Admissibility of Medical OpinionA medical opinion to be admissible under the business records exception, the evidence "... must be a record of an act, condition, or event; a conclusion is neither an act, condition or event; it may or may not be based upon conditions, acts or events observed by the person drawing the conclusion...." (People v. Terrell (1955) 138 Cal. App. 2d 35.) The Terrell Court explained that "It is true that some diagnoses are a statement of a fact or a condition, for example, a diagnosis that a man has suffered a compound fracture of the femur is a record of what the person making the diagnosis has seen but this is not true where the diagnosis is but the reasoning of the person making it arrived at from the consideration of many different factors." (People v. Terrell, (1955) 138 Cal. App. 2d 35; People v. Reyes, 12 Cal. 3d 486, 503 [holding inadmissible a subjective psychiatric opinion and noting the distinction made in Terrell.) In People v. Beeler, 9 Cal.4th 953, the testifying physician's conclusion regarding the cause of death- a bullet wound to the heart-was based on his direct observation and is no different in kind from a diagnosis of a broken femur, the example noted in Terrell of an observed fact. Indeed, the court found that all of the coroner's relevant conclusions were of the same type.
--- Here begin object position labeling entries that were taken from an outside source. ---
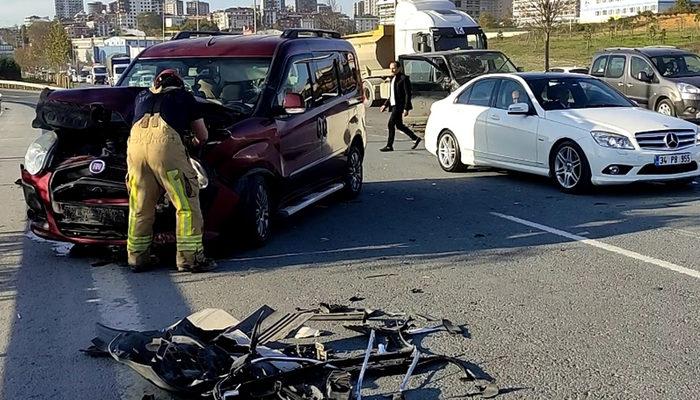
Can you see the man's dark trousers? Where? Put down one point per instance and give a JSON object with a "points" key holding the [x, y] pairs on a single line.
{"points": [[396, 121]]}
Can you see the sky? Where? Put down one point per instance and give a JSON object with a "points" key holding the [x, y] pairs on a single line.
{"points": [[12, 12]]}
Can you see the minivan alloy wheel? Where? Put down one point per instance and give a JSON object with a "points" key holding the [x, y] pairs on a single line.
{"points": [[355, 171], [567, 167], [447, 151], [262, 212]]}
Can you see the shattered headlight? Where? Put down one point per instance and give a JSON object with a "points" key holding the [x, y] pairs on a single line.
{"points": [[612, 140], [39, 152], [202, 177]]}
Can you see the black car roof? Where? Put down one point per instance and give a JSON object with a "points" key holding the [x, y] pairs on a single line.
{"points": [[528, 76], [451, 52], [651, 51]]}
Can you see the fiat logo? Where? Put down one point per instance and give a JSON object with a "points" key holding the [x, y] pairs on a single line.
{"points": [[97, 167]]}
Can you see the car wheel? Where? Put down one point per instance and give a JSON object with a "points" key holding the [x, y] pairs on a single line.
{"points": [[353, 173], [665, 107], [448, 154], [570, 168], [257, 212]]}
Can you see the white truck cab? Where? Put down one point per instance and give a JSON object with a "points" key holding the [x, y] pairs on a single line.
{"points": [[425, 26]]}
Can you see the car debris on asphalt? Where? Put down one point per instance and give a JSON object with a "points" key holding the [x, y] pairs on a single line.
{"points": [[211, 354]]}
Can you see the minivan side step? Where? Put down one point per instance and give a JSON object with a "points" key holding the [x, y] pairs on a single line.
{"points": [[311, 199]]}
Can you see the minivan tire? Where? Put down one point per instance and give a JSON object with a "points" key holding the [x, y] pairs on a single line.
{"points": [[353, 174], [256, 212], [665, 107]]}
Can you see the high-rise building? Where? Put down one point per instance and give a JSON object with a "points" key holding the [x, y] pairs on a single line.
{"points": [[366, 23], [524, 12], [471, 7], [271, 10], [386, 9], [306, 6], [174, 7], [96, 8], [359, 9], [193, 6], [599, 11], [66, 9], [128, 10]]}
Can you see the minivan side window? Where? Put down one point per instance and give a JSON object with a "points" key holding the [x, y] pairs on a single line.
{"points": [[616, 67], [326, 86], [349, 74], [297, 80], [481, 93], [598, 68], [638, 65]]}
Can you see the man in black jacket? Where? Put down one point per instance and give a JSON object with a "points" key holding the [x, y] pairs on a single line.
{"points": [[399, 104]]}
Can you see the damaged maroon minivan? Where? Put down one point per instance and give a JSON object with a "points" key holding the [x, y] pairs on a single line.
{"points": [[286, 129]]}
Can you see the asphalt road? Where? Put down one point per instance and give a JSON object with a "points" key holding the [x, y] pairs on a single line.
{"points": [[564, 296]]}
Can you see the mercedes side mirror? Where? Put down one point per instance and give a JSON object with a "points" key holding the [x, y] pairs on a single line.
{"points": [[519, 109], [645, 77], [293, 103]]}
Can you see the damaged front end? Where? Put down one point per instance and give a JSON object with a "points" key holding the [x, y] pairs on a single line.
{"points": [[74, 174], [211, 354]]}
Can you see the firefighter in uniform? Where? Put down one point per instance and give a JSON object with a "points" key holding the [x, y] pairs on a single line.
{"points": [[157, 161]]}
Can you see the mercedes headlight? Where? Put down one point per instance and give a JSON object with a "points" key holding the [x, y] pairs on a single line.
{"points": [[687, 89], [612, 140], [39, 152]]}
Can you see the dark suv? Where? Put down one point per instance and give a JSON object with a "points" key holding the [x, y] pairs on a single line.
{"points": [[287, 129], [664, 79]]}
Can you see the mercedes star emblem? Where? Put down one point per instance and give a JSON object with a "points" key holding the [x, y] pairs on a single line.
{"points": [[671, 140]]}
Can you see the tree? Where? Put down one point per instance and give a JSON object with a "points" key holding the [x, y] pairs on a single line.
{"points": [[545, 15], [9, 69], [58, 50], [204, 25], [150, 23], [683, 7]]}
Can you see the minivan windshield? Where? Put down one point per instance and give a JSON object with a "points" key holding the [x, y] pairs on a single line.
{"points": [[676, 66], [575, 93], [471, 64], [227, 81]]}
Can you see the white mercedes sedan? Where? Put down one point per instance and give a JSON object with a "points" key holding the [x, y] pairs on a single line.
{"points": [[573, 128]]}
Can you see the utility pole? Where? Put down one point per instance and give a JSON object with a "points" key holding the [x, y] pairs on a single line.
{"points": [[255, 17]]}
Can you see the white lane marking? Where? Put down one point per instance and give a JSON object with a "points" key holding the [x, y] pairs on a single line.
{"points": [[309, 253], [608, 247]]}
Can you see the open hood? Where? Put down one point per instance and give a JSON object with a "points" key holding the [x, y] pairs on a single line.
{"points": [[79, 109], [109, 108]]}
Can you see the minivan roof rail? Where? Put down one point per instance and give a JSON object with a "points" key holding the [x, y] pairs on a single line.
{"points": [[295, 33], [619, 48], [190, 34]]}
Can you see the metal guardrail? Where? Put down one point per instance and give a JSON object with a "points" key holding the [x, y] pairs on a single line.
{"points": [[25, 86]]}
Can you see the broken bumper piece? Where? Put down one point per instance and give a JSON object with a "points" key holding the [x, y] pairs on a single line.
{"points": [[212, 354]]}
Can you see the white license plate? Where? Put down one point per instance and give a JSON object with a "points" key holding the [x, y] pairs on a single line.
{"points": [[672, 159]]}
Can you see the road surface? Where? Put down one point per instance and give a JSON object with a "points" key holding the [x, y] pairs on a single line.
{"points": [[564, 296]]}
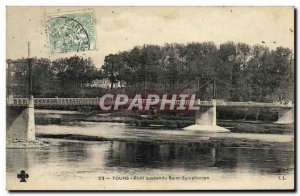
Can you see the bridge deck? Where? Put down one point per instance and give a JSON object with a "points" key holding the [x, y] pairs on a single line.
{"points": [[95, 102]]}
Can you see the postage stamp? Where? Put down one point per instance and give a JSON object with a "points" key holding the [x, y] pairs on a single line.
{"points": [[72, 32]]}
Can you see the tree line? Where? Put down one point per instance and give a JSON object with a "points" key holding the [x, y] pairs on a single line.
{"points": [[240, 72]]}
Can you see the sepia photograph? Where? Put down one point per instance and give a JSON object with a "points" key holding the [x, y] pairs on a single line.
{"points": [[150, 98]]}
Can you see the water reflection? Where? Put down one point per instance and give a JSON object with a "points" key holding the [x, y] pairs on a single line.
{"points": [[195, 156], [90, 157]]}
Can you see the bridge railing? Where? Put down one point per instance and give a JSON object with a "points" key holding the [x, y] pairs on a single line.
{"points": [[96, 102]]}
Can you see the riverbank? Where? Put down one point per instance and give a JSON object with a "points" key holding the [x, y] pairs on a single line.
{"points": [[98, 132]]}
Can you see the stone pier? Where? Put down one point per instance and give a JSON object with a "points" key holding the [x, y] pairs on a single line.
{"points": [[20, 122], [206, 120]]}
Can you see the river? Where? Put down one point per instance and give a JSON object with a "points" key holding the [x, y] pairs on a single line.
{"points": [[140, 162]]}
The coroner concluded in his report that: (1) "There is an entrance gunshot wound of the posterior left chest [i.e., the back]...." (2) "This is a distant gunshot wound entrance.... The wound is free of gunpowder, burns or stippling." (3) The shot pierced the heart. (4) "The direction of the [bullet] track is forwards, up 45 degrees and left to right 10 degrees." None of these conclusions, including that regarding the cause of death, was inadmissible under Evidence Code section 1271. In People v. Williams (1959) 174 Cal. App. 2d 364, a murder case in which a physician testified regarding the contents of an autopsy conducted by another physician. The court observed, "[T]he sole and only purpose served by the records in the trial was to establish the cause of death. Appellant certainly was not prejudiced by this testimony because neither at trial nor here, does he seriously challenge the fact that the life of the deceased was terminated by a gunshot wound." (Id., at p. 391.)
ConclusionTherefore, a medical opinion contained in a medical report may be admitted upon laying the proper foundation and a showing that the opinion is a record of what the author of the report observed.